Flags: needinfo?(tomica)

Comment 19

•

5 years ago

I couldn't find any instance where we send a BrowsingContext in the extension framework.

Other than that, I don't know there's anything that we might be sending that would cause crashes. We do send extension-provided data, but we have it serialized into StructuredCloneHolders, so other than the size of those messages, anything else that would cause issues on deseralization would presumably throw when we do the serialization in the first place.

I don't have any other leads here, except maybe to prioritize bug 1605098 so that we get a bit more info in crash reports that include message names.

Flags: needinfo?(tomica)

Tomislav Jovanovic :zombie

Updated

•

5 years ago

Depends on: 1605098

Hsin-Yi Tsai (she/her) [:hsinyi]

Comment 20

•

5 years ago

According to the previous comments, we need more information to move this bug forward. There's no clear action we can take, unassign John for now. Please feel free to reach out or re-assign.

Assignee: jdai → nobody

Status: ASSIGNED → NEW

Randell Jesup [:jesup] (needinfo me)

Updated

•

5 years ago

status-firefox79: affected → wontfix

status-firefox80: --- → fix-optional

status-firefox-esr78: --- → wontfix

u608768

Updated

•

5 years ago

Crash Signature: [@ mozilla::dom::JSWindowActor::ReceiveRawMessage] [@ mozilla::dom::JSActor::ReceiveRawMessage] → [@ mozilla::dom::JSWindowActor::ReceiveRawMessage] [@ mozilla::dom::JSActor::ReceiveRawMessage] [@ mozilla::dom::JSActorManager::ReceiveRawMessage]

Comment 21

•

5 years ago

Collect JSActorName/Message info

Flags: needinfo?(rjesup)

Nika Layzell [:nika] (ni? for response)

Comment 22

•

5 years ago

•

Edited

Nika said she'll look into this.

Flags: needinfo?(nika)

Comment 23

•

5 years ago

I looked through a few of the reports here, and a large number of them seem to have the JSOutOfMemory annotation set to "Reported" on them, which somewhat implies that these assertion failures are being caused by an OOM while deserializing the structured clone data.

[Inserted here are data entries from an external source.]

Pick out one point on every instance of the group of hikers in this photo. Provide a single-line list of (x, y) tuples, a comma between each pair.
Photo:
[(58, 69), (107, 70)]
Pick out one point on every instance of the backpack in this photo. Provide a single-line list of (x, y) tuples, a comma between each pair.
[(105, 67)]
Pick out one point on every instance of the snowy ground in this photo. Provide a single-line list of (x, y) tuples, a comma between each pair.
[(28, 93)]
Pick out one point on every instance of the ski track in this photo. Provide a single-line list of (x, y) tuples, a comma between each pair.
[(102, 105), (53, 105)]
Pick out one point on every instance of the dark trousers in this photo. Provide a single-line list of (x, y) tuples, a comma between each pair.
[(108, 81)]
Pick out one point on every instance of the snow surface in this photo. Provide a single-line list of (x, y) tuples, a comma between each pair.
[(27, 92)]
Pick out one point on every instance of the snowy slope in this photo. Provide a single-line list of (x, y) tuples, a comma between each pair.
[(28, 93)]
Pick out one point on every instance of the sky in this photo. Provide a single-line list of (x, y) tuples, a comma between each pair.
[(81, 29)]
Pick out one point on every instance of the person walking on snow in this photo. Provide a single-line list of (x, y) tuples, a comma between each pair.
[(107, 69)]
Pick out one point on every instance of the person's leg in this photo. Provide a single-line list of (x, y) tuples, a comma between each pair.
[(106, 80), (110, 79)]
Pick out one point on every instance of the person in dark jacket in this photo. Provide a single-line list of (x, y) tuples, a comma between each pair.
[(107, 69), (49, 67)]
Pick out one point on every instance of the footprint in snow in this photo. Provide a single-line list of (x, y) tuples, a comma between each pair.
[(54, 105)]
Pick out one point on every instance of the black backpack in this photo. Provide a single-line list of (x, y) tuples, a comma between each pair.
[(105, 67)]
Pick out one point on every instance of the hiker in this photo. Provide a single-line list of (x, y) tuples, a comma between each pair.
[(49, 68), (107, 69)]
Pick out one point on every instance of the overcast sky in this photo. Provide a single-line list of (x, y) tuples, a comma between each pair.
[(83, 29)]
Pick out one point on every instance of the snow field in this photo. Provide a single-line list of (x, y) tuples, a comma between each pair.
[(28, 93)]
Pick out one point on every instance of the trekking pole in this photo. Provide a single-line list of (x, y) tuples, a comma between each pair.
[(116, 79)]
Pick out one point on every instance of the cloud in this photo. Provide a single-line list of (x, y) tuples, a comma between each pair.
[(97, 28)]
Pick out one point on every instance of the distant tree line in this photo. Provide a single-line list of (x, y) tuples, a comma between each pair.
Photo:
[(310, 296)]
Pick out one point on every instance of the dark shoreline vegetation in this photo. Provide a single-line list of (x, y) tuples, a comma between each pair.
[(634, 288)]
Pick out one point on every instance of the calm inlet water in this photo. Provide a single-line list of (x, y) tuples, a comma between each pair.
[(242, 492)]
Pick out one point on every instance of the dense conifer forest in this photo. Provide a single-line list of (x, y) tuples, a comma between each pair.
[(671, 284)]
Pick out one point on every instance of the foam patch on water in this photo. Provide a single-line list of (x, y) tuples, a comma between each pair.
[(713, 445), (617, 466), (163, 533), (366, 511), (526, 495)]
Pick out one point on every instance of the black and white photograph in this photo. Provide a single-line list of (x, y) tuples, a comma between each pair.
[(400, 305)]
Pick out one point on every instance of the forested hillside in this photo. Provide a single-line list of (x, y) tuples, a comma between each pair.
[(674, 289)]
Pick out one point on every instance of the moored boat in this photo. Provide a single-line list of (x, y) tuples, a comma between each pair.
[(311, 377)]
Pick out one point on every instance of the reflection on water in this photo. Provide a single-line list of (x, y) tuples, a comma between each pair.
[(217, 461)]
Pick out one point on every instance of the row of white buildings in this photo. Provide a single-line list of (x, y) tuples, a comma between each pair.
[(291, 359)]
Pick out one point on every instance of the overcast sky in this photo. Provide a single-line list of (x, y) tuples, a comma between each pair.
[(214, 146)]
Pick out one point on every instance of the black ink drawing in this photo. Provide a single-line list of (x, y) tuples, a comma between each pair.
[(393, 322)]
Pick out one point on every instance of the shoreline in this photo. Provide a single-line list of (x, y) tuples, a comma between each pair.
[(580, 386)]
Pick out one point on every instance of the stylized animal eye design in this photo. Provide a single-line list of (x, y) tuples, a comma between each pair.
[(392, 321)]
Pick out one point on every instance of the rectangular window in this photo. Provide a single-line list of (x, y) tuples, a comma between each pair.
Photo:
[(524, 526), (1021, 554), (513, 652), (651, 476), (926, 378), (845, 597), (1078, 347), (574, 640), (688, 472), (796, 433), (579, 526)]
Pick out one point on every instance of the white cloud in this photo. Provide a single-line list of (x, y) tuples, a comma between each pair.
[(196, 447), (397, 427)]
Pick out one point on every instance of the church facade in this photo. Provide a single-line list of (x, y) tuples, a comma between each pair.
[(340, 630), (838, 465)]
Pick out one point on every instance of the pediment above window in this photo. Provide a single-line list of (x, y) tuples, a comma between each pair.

It would be nice if an OOM while deserializing structured clone data here could produce a different error from other types of deserialization failures, so we can handle them differently.

Flags: needinfo?(nika)

Comment 24

•

4 years ago

Neha asked me to look at this.

Nika's point about JSOutOfMemory being set is a good one, and does seem like a plausible explanation. One line of investigation here would be to get a better error annotation. The structured clone code seems to generate more detailed error information in ReportDataCloneError, but right now we're not recording that in the annotation. Maybe we could even explicitly check if there's a pending OOM exception? I'm not sure where that gets cleaned up. The goal of this line of investigation would be to confirm that these are OOM crashes, or if they aren't, try to figure out what they are. I saw one report that had only 20MB of physical memory free, but I saw another one that seemed to have plenty of memory and pagefile (the latter being common for low memory situations). It would also be nice to know how large the allocation was that failed, but structured clone code lives in JS, and it is hard to find that out in SpiderMonkey, in my experience.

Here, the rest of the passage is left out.